Beim Thema Missbrauch und sexualisierte Gewalt stand lange Zeit vor allem die katholische Kirche im Fokus. Mit der Vorstellung der ForuM-Studie am heutigen Donnerstag ist das vorbei. Das Ausmaß und die Zahl der Fälle sind auch in der evangelischen Kirche erschreckend. Und auch der Umgang mit dem Thema war lange Zeit nicht angemessen. 

Jetzt braucht es eine klare Haltung und den glaubwürdigen Willen, sich dem Problem zu stellen. Die bayerische Landeskirche hat diesen Willen bereits mehrfach und deutlich öffentlich unterstrichen. Mit der 2015 eingerichteten Anerkennungskommission, an die sich Betroffene wenden können, wurde bereits ein wichtiger Schritt getan. 

Aufklärung, Anerkennung und Prävention

Nun muss der Prozess weitergehen. Dabei geht es vor allem um drei Dinge:

  • Erstens Aufklärung und Aufarbeitung. Neben der juristischen Aufarbeitung von Missbrauch und Gewalt darf aber auch die vermeintlich weiche Seite des Problems nicht vergessen werden. Manche Betroffene beklagen nach wie vor, dass sie sich nicht respektiert fühlen, dass ihr erlittenes Leid und Unrecht nicht ausreichend gewürdigt wird. 
  • Für die Kirche ist es zweitens unerlässlich, dass dieses Gefühl der Anerkennung keinem Betroffenen vorenthalten wird. Denn im Unterschied zu anderen Institutionen der Zivilgesellschaft, wie Parteien, Gewerkschaften oder Unternehmen, ist sie in noch stärkerem Maße verpflichtet, nicht nur auf die rechtliche Seite, sondern auch auf die Gefühle der Menschen einzugehen. Das liegt in ihrer besonderen Natur. 
  • Die Kirche hat also noch viel zu tun. Ihre öffentlichen Äußerungen und auch die Tatsache, dass sie selbst die ForuM-Studie in Auftrag gegeben hat, zeigen, dass sie sich dessen bewusst ist und mit den besten Absichten daran gehen wird, bereits geschehenes Unrecht aufzuklären – und, und damit sind wir bei drittens, weiteres Unrecht präventiv zu verhindern.

Kritik ja, Bashing nein

Natürlich ist Kritik am bisherigen und weiteren Vorgehen der Kirche erlaubt und notwendig. Was aber nicht angebracht ist, ist ein hämisches, herablassendes Bashing, das der Kirche eine besondere Betroffenheit von Missbrauchsfällen unterstellt und damit ihre grundsätzliche Legitimation infrage zu stellen versucht. Denn jede einzelne Tat, sei es Missbrauch oder sexualisierte Gewalt, ist schrecklich.

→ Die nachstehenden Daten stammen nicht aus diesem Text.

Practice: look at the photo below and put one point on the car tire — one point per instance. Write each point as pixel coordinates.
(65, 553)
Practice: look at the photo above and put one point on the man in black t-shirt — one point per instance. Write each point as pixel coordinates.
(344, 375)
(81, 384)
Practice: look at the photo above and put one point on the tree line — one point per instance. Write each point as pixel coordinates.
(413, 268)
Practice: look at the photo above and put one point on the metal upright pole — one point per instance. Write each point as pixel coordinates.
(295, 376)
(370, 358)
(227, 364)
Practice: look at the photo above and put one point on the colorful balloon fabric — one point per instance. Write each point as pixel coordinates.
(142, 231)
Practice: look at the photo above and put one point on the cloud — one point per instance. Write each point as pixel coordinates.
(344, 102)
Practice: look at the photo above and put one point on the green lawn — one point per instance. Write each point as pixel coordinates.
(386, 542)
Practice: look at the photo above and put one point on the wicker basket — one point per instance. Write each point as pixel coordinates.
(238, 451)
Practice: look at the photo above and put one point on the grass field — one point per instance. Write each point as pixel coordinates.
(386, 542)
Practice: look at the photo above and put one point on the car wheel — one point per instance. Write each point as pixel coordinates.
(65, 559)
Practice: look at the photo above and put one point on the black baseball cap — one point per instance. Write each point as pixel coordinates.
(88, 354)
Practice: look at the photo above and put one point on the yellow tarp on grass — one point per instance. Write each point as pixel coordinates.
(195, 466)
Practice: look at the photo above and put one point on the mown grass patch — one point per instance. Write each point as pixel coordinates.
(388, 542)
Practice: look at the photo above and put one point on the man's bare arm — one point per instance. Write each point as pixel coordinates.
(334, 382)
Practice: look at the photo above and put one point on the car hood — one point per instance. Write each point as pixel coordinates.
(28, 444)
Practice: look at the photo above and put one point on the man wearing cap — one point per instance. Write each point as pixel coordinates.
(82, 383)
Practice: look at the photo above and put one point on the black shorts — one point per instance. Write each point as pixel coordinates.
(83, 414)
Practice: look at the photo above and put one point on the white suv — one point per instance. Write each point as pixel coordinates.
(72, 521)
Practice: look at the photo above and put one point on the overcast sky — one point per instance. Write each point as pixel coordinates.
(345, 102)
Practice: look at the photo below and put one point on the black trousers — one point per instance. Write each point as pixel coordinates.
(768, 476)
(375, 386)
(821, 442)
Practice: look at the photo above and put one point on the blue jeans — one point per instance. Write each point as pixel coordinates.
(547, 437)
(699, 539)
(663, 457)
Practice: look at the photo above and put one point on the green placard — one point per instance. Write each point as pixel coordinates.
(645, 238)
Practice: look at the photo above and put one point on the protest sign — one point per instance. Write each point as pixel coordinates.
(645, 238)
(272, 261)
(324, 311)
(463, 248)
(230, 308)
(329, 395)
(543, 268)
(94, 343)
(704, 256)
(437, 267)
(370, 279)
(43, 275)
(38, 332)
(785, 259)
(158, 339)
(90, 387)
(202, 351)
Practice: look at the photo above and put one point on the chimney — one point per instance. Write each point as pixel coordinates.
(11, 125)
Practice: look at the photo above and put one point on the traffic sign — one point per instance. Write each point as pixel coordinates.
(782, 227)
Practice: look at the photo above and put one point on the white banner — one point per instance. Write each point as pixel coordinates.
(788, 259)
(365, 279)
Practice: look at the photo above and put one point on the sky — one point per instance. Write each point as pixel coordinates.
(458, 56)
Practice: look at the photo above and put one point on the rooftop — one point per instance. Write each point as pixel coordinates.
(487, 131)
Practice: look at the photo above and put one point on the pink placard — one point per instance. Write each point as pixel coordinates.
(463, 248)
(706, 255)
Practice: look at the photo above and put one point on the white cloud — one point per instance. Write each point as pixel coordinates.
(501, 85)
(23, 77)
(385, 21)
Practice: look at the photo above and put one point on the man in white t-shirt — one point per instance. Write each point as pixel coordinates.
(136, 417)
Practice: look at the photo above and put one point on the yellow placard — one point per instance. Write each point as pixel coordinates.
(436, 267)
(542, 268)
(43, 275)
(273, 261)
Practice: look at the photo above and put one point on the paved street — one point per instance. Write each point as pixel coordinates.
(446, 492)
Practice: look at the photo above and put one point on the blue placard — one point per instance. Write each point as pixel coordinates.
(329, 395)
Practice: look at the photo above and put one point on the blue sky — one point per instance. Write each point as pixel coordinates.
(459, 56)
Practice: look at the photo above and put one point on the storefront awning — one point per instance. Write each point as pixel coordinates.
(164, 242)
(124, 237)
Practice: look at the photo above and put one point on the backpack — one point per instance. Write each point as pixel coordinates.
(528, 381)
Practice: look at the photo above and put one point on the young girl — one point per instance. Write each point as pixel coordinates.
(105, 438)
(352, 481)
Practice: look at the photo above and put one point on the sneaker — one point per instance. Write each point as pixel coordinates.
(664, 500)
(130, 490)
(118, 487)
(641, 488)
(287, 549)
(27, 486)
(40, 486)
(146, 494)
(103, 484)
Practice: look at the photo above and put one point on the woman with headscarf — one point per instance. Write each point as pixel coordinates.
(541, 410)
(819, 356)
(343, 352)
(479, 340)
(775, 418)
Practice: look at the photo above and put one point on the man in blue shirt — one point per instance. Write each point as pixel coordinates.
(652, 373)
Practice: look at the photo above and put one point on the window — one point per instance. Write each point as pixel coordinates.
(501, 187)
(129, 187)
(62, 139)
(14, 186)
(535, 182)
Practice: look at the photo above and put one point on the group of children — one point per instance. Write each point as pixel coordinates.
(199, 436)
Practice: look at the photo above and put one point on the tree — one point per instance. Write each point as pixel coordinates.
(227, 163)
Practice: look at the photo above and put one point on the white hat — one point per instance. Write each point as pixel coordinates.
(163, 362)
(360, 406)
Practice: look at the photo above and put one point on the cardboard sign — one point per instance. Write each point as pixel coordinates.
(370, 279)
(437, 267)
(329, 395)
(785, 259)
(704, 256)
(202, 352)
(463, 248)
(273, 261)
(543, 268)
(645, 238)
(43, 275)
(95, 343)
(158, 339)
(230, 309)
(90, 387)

Doch die Ursache liegt weder in der (teilweise immer noch kritikwürdigen) Sexualmoral der Kirche noch (im Falle der Katholik*innen) im Zölibat. So hat die "Ulmer Studie" des Kinderpsychiaters Jörg Fegert bereits 2019 festgestellt, dass die Zahl der Missbrauchsfälle im Sport fast doppelt so hoch ist wie in der katholischen Kirche. Längst ist klar: Missbrauch und sexualisierte Gewalt sind vielmehr ein Problem, das alle gesellschaftlichen Bereiche betrifft: Politik, Medien, Sport. Vereine, Unternehmen, Internate. Kurz: jede Institution und jeden Ort, an dem Menschen Macht über andere haben. 

Diesem Grundproblem müssen sich alle stellen, die nicht nur aufklären, sondern auch vorbeugen wollen. Die Herausforderung besteht darin, Strukturen zu schaffen, die Abhängigkeitsverhältnisse vermeiden, die starre Hierarchien durch flache ersetzen, die Macht nie unkontrolliert und absolut werden lassen.

Das gilt für die Kirche, aber bei weitem nicht nur für sie. Auch deshalb ist es völlig unangebracht, jetzt hämisch den Zeigefinger zu erheben. Alle müssen sich dem gesamtgesellschaftlichen Problem stellen, und zwar dort, wo sie jeweils tätig sind. Die EKD hat mit der in Auftrag gegebenen Studie einen wichtigen Schritt in diese Richtung getan. Weitere müssen folgen.